O que se seguiram foram meses de planejamento e desprendimento de todos os objetos acumulados ao longo do tempo. Alguns eu queria ter guardado e ainda lembro deles com carinho, mas grande parte realmente não fazia diferença.
Quatro anos depois daquele domingo, consigo entender porque viver viajando não foi o que eu imaginei que seria. Um sonho pode não ser, na prática, exatamente aquilo que você sonhou.
A viagem serviu para descobrir muito de mim, e pouco do mundo. Soa clichê, eu sei, mas juro que é real. E depois de anos aprendendo muito sobre mim, como eu poderia me enganar dizendo que viajar o tempo todo ainda fazia sentido? A viagem teve muitas consequências na minha saúde mental — não há estudos sobre o que viver na estrada e trabalhar, ao mesmo tempo, impacta na nossa saúde. Eu estava exausta, isolada, distante do meu sistema de apoio e levando a vida aos trancos e barrancos.

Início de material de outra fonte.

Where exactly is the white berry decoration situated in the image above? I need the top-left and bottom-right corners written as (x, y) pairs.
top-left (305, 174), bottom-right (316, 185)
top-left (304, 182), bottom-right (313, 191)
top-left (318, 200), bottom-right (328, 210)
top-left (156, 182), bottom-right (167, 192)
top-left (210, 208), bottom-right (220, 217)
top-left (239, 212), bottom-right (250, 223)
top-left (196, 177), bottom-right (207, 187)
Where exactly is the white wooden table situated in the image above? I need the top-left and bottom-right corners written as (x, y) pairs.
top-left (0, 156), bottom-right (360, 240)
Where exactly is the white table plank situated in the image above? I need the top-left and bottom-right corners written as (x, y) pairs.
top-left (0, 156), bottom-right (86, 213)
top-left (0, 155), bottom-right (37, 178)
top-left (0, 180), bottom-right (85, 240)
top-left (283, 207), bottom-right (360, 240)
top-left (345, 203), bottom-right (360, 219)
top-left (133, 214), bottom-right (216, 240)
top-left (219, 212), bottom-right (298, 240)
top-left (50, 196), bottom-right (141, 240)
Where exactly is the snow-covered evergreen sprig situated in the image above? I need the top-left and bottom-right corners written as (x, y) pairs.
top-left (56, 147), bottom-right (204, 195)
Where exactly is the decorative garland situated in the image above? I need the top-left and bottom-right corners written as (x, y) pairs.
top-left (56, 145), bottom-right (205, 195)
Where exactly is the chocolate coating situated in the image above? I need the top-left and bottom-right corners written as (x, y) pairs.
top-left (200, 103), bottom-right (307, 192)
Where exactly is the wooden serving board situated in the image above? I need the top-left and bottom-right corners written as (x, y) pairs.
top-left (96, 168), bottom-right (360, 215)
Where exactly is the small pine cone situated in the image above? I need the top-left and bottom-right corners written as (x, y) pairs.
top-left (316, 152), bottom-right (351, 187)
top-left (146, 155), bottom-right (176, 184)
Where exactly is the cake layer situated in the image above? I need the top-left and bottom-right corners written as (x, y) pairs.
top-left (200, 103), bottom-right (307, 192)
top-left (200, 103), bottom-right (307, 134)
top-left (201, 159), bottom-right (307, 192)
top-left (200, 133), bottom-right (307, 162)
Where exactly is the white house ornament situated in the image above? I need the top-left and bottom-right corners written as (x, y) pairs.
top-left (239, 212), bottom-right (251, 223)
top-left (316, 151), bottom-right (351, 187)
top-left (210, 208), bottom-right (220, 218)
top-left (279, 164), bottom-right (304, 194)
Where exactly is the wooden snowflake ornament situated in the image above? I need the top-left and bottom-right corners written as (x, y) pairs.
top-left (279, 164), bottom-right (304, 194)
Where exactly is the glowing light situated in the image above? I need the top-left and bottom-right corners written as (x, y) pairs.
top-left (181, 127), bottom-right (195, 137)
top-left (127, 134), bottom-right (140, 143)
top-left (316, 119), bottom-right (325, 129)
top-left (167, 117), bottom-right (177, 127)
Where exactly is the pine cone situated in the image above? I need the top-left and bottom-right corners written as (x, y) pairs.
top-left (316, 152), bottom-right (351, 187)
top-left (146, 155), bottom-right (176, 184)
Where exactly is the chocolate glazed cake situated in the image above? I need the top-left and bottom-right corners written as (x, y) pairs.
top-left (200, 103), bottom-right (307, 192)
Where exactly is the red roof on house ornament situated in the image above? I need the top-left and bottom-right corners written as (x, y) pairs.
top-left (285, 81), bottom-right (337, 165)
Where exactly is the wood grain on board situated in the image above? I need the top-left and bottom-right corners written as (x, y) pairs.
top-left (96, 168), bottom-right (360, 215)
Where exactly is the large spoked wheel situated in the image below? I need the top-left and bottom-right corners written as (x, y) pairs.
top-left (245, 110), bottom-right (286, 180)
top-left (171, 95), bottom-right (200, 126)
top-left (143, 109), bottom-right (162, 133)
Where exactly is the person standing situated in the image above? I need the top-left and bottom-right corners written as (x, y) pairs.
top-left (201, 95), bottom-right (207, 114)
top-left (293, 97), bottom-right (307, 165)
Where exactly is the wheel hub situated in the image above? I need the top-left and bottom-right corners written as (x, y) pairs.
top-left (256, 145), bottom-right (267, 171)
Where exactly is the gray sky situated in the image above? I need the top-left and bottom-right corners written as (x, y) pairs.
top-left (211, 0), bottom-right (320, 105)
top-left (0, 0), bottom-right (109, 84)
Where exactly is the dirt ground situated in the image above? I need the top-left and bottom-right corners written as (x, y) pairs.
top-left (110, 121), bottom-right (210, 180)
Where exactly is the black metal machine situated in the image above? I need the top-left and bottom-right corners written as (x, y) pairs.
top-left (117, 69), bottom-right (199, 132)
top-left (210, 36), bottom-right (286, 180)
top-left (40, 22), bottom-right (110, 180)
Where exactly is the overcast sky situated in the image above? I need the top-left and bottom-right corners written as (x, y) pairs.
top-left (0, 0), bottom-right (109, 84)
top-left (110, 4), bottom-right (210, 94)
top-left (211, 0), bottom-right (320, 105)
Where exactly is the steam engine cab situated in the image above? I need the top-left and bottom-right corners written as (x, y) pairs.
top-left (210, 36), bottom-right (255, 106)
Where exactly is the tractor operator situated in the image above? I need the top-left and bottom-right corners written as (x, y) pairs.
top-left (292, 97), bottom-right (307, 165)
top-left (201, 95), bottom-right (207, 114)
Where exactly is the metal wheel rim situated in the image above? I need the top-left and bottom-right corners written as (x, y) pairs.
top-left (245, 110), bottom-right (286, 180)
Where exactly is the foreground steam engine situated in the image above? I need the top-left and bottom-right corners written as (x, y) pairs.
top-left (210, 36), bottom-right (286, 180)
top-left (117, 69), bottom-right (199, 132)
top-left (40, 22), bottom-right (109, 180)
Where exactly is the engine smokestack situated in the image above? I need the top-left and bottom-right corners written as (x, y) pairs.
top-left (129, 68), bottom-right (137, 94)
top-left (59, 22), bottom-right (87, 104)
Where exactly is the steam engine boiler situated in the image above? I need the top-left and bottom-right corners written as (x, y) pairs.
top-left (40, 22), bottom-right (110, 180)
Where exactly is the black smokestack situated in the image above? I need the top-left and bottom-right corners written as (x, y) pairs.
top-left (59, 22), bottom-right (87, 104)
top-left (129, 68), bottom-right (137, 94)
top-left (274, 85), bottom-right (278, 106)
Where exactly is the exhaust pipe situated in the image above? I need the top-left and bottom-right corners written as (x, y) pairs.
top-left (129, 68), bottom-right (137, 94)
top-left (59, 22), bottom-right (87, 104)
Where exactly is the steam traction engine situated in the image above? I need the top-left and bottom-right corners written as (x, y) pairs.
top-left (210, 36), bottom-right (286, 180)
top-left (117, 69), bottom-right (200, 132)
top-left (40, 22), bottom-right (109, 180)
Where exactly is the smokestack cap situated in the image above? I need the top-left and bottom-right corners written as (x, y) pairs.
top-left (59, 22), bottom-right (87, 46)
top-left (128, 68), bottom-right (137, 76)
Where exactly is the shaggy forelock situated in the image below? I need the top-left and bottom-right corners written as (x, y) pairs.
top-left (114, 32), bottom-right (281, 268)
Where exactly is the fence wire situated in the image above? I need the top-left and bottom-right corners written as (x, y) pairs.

Viajar sem raízes acabou sendo mais custoso e difícil do que ficar parada, e talvez alguém pudesse ter me dito isso lá atrás, mas alguns caminhos você tem que traçar sozinha, não adianta. Nem todos os livros e conversas do mundo poderiam ensinar o que se aprende colocando os pés na estrada, abrindo o seu espaço. Pensando de onde vim, isso continua me enchendo de orgulho. Mas não faz mais sentido colocar a casa na mala. Agora o sonho é outro.